On the descent I found my only reason to complain. Our tent stakes froze in at 14,000 feet, and the shovel’s collapsing handle jammed half open. I used the only solid bit of metal around, my axe, to lever out the stakes and free the shovel handle. The process bent the very tip of the pick. Despite being made from the most “space age” of alloys, it looked like I’d been bashing rock with the axe. The damage was nothing a file could not fix–but the flattened tip exposed a slight gap in the soldering. Aside from the results of that misuse, this axe performed perfectly whether adzing through snow, crossing crevasse fields or climbing steep snow and ice.
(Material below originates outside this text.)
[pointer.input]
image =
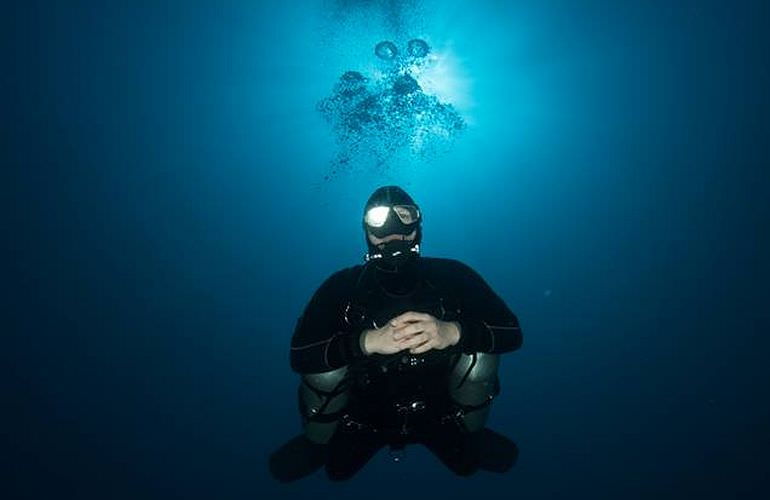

The Corsa Nanotech was designed to be a high altitude and ski mountaineering tool and as such it excels. Its super light weight means that it can be thrown on a pack “just in case” at little cost. This makes it an ideal axe for climbers who are looking to go light and fast without compromising their safety on snow. Paired with an ice tool it makes an excellent combo for alpinists looking to move quickly over moderate terrain. This is the lightweight mountain axe and deserves the Alpinist Mountain Standards award.

Pros: Extremely functional for its ultra-light weight.

Cons: Soldering on the tip could be improved.